As Rita Trichur of The Globe and Mail noted recently, many hiring firms are finding themselves deluged with job-seeking new graduates with professional degrees in hand, usually debt-laden and desperate for anything that will offer them a steady paycheck. How is it that a government so focused on economic recovery and growth, that campaigned very heavily on economic issues, can ignore such a large base of potential workers (not to mention taxpayers)? Statistics Canada has reported a consistent rise in youth unemployment for several years now—particularly among young men—but still little action has been taken to implement new or upgraded programs.
The situation is not a complete loss, however. Many provinces, including Ontario, have worked to engage their potential student workforce and offer modernized services complementary to those of the federal government. The Government of Ontario’s Youth Connect website is far more useful and navigable than the federal YES site, and instantly gives a sense of being up-to-date.

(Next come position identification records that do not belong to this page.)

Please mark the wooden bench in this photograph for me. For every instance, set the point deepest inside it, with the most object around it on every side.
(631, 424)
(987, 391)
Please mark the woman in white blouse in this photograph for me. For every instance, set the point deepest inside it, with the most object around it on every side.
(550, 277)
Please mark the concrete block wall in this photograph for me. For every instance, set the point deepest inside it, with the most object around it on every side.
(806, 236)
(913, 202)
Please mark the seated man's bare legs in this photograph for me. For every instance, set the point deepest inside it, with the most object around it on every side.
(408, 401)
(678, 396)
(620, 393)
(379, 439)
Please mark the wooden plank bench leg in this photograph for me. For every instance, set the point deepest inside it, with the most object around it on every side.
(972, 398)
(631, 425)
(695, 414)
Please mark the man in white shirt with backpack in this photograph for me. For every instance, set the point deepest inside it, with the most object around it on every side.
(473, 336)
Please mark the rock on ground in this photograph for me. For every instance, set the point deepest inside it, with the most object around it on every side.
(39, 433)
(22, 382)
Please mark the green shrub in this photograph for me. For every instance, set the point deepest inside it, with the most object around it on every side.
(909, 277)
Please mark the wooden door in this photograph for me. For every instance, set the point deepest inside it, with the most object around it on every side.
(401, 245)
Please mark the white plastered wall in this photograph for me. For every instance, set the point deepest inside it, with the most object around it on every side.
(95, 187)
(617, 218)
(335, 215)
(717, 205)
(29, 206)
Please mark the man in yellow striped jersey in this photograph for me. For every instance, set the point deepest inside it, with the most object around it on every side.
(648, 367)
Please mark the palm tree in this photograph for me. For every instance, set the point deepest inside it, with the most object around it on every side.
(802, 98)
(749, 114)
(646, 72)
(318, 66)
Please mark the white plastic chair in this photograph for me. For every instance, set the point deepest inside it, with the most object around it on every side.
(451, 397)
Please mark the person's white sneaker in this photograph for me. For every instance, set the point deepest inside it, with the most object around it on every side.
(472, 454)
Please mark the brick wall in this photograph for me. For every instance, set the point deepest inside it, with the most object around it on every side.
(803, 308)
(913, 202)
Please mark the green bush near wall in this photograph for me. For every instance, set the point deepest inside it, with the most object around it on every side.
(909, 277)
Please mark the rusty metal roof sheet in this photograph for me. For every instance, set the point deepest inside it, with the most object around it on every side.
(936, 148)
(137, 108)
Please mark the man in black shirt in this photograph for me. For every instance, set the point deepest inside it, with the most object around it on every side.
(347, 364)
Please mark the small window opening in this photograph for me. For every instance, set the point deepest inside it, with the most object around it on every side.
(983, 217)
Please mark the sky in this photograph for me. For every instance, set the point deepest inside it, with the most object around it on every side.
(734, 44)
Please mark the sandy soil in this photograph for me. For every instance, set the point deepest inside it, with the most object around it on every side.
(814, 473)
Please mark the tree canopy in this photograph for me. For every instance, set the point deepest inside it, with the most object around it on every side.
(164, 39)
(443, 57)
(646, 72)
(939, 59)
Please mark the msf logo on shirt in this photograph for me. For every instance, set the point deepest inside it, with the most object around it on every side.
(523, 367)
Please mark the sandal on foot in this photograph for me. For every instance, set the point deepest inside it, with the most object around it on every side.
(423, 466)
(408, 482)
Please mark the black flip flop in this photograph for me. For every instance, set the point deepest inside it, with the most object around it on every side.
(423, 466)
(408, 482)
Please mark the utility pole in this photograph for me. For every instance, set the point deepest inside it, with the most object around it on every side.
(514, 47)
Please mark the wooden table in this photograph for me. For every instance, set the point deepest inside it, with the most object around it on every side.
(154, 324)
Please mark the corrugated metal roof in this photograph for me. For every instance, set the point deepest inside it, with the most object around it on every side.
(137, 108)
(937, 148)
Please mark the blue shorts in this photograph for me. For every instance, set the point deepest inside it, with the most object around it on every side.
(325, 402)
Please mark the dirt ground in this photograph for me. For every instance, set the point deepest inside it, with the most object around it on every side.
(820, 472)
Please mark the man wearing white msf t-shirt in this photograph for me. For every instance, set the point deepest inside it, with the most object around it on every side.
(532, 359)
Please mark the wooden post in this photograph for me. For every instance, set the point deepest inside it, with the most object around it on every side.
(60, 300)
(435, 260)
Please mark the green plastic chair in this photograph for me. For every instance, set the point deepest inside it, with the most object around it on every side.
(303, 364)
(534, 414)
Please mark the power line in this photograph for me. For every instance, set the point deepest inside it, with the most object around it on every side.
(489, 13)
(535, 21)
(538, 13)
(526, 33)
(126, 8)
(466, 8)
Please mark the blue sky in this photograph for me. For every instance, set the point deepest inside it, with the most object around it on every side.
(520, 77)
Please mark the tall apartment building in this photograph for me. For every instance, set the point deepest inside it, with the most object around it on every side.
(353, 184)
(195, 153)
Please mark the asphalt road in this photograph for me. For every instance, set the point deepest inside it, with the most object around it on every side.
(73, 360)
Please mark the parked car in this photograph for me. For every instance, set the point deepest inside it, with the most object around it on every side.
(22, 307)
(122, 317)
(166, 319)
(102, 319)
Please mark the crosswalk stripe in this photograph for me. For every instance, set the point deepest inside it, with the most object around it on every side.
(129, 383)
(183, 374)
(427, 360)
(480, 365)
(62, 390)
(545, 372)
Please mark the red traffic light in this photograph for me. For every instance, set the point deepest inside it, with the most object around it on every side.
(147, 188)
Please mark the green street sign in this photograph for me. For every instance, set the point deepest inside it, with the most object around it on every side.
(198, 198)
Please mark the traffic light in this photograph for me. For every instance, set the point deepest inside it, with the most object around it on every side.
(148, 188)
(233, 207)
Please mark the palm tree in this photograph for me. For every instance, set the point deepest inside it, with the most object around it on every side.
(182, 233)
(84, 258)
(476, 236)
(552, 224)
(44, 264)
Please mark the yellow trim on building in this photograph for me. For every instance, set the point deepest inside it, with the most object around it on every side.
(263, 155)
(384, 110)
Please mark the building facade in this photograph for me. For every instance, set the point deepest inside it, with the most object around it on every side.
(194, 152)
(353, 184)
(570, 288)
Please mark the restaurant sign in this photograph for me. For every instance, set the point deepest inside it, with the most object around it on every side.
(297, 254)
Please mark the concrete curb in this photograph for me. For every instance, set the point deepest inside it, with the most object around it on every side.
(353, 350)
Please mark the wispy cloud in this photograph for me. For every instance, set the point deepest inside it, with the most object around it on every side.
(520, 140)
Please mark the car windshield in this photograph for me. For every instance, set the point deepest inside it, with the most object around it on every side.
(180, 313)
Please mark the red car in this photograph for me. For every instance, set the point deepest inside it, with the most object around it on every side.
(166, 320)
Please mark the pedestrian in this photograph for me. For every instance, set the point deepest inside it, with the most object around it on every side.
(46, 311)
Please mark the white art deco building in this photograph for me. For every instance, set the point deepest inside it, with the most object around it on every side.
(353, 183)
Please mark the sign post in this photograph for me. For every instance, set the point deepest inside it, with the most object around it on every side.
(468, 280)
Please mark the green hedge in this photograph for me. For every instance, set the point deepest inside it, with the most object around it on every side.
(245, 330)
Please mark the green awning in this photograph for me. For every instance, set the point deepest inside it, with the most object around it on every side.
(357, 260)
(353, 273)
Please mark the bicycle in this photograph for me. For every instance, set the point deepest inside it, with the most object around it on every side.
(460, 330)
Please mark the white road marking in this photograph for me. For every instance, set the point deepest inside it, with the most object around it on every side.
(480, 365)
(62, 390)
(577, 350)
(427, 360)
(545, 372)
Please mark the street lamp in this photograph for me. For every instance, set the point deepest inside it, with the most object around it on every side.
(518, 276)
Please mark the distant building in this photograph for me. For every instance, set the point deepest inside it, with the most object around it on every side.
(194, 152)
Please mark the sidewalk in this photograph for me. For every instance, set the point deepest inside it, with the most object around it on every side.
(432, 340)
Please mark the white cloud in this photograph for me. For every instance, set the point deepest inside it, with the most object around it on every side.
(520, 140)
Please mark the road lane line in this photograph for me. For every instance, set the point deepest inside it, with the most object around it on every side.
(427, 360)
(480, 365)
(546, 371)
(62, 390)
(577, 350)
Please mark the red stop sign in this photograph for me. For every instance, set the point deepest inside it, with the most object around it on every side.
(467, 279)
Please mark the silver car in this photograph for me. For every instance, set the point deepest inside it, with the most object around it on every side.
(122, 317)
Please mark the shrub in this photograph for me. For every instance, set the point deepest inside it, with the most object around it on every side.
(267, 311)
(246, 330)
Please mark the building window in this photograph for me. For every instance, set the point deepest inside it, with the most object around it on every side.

The unfortunate reality, however, is the federal government must make a serious investment in a new employment strategy to pull the country ahead again. Getting young workers into their chosen fields and providing resources to further education should be national goals, because they pay national dividends. Today’s young workers will be the driving engine of the economy as the first wave of baby boomers enters retirement, putting increasing strain on the pension and health-care systems that are major pillars of the country’s economy. If new workers are doomed to unemployment, minimum wage jobs or positions not in their field, Canada’s economy will feel the brunt of it as the ever-growing demographic crush weighs us down.
It’s up to all Canadians to lobby the government to intervene more directly in improving the employment scene both for young and old. Canada has always derived a sense of pride from being a dynamic and forward-thinking nation of opportunity, and the heavy immigration to this country reflects the wishes of the people who come here to give their children better lives—and that includes better jobs for all young Canadians.